Antakyalı İgnatius Kimdir? 

Doğum tarihi: Net Bilinmiyor Suriye

Ölüm tarihi ve yeri: Net Bilinmiyor Roma, İtalya

İgnatius’un Hayatı

Antakyalı Aziz İgnatius (Theophorus olarak da bilinir) (yaklaşık 35-107) Antakya’nın üçüncü Piskoposu veya Patriği ve Havari Yuhanna’nın öğrencisiydi.İgnatius Roma’daki şehitliğine giderken, aralarında Yuhanna’yı da tanıyan İzmir piskoposu Polikarp’a yazdığı mektubun da bulunduğu bir dizi mektup yazmıştır.Bu mektuplar ilk Hıristiyanların teolojisinin bir örneğidir.Bu mektuplarda ele alınan önemli konular arasında kilise bilimi, sakramentler ve piskoposların rolü yer alır.

Antakyalı Ignatius erken bir kilise papazıydı ve onun hakkında pek bir şey bilinmiyor.Bildiklerimiz öncelikle kendi yazılarından alınmıştır.Ignatius, o zaman Suriye’nin Antakya kentindeki kilisenin piskoposuydu ve MS 110 civarında imparator Trajan yönetiminde öldü.Görünüşe göre, Smyrna piskoposu Polycarp ile birlikte sevgili havari Yuhanna’nın bir öğrencisiydi.Polycarp, Irenaeus ve Origen’in tümü, yaşamı hakkında bildiklerimizi doğrulayan yazılarında ona veya mektuplarına atıfta bulunur.

Antakyalı Ignatius, kendisini imparator Trajan’a tanıttıktan ve Mesih’e bağlılığını ilan ettikten sonra Roma’da ölüme mahkum edildi.Antakya’dan Roma’ya yaptığı yolculukta, Hıristiyanları durdurup ziyaret etmesine izin verildi ve bugüne kadar hayatta kalan yedi mektup yazdı.Bu mektuplarda kiliseleri barışlarını ve birliklerini tehdit eden sapkınlıklar konusunda uyardı ve bize ilk kilisenin nasıl işlediğine dair bir fikir veren dini düzen noktalarına değindi.
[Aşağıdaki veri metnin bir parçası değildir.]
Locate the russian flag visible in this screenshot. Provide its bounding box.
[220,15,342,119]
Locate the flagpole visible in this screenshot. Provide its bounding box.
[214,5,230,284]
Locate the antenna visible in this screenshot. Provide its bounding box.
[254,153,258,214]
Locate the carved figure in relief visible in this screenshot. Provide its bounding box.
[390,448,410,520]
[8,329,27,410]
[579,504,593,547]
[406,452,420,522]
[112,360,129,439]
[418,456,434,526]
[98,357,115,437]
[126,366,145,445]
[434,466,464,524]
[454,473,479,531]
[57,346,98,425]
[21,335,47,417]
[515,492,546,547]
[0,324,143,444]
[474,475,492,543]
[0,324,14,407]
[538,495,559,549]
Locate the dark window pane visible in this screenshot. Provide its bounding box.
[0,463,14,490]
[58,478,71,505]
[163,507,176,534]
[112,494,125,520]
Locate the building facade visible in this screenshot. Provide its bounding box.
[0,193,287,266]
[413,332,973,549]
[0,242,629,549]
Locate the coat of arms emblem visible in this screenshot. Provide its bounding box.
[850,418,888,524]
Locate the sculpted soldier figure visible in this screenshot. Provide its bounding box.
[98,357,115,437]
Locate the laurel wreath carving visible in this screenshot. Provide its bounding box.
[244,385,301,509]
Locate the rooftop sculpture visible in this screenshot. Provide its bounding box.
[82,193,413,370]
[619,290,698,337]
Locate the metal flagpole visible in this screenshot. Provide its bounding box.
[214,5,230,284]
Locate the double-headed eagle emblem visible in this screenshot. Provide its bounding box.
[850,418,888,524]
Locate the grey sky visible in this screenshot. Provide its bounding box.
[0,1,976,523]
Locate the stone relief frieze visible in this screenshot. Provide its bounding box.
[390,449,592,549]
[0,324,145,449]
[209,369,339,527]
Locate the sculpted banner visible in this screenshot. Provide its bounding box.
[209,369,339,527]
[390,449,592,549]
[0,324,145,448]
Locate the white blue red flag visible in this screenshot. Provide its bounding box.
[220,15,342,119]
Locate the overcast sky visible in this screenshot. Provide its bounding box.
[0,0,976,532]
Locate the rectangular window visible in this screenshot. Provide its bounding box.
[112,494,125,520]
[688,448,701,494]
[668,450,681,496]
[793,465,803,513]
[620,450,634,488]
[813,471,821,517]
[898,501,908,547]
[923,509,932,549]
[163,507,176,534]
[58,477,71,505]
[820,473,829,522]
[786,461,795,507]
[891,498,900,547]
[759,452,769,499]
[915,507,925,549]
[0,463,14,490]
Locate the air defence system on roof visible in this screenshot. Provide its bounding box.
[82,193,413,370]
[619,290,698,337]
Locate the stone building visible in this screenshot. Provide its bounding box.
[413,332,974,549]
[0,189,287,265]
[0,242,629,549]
Antakyalı Ignatius’un ele aldığı sapkınlıklar öncelikle Gnostisizm ve Dosetizmdi.Bu sapkınlıkların temeli, dualizme olan putperest inançtı ruh iyidir, et kötülüktür.İyilik ve kötülük, zihin ve madde, fikir ve nesne arasındaki sonsuz bir çatışmayı kabul ettiler.

Gnostiklere göre Şeytan, iyi Tanrı’nın ebedi karşıtıdır.Ruh dünyasına bu bakış açısıyla, insanların Tanrı’nın güç ve belki de bilgi bakımından sınırlı olduğunu ve günahkar bir dünyayla elinden gelenin en iyisini yaptığını söylemeleri muhtemeldir.Bu sapkınlık, ilahi Mesih’i insan İsa’dan ayırdı ve ilahi Mesih’in vaftizinde insan İsa’ya geldiğini ve ölümünden hemen önce ayrıldığını öğretti.Dosetizme göre, Tanrı ruh olduğu ve ruh iyi olduğu, ancak et kötü olduğu için, İsa Tanrı ise günahkar eti alamazdı. İnsanlar arasında yaşayan ve çarmıhta ölen İsa, ete benzeyen bir hayaletti. Ignatius, eğer İsa gerçekten insan etini alıp insan olarak ölmeseydi, o zaman günahlarımızın kefaretini ödeyemeyeceğini savundu (İbraniler 2:9, 9:12, 10:12). Mektupları, İsa’nın insanlığının gerçekliğini vurgulamanın bir aracı olarak cemaatin önemini vurguladı.İsa gerçekten kanını dökmediyse, şehitliğinin anlamsız olduğuna inanıyordu.

Antakyalı İgnatius Kim
Antakyalı İgnatius’un Hayatı

Antakyalı Ignatius’un mektupları yerel kilisenin örgütlenmesine ve otoritesine hitap ediyordu.Mektuplarında ilk önce piskoposlar ve yaşlılar arasında net bir ayrılık görüyoruz.Yeni Ahit’te papaz, yaşlı ve piskopos terimleri birbirinin yerine kullanılır ve açıkça bir pozisyonun farklı yönlerine işaret eder. Papaz, çoban olarak Tanrı’nın sürüsünü besleme ve ona bakma görevlerini ifade eder.Yaşlı, bir ailenin başı olarak onur ve saygı konumunu ifade eder.Piskopos, başkalarının gözetimini kullanma görevini ifade eder.İlk kiliseler, tüm bu görevleri yerine getiren çok sayıda ihtiyar atadı (Elçilerin İşleri 14: 23; 1 Petrus 5: 1-2). Ignatius’un yazılarında ilk olarak piskopos ve papaz terimlerinin birbirine zıt olduğunu görüyoruz.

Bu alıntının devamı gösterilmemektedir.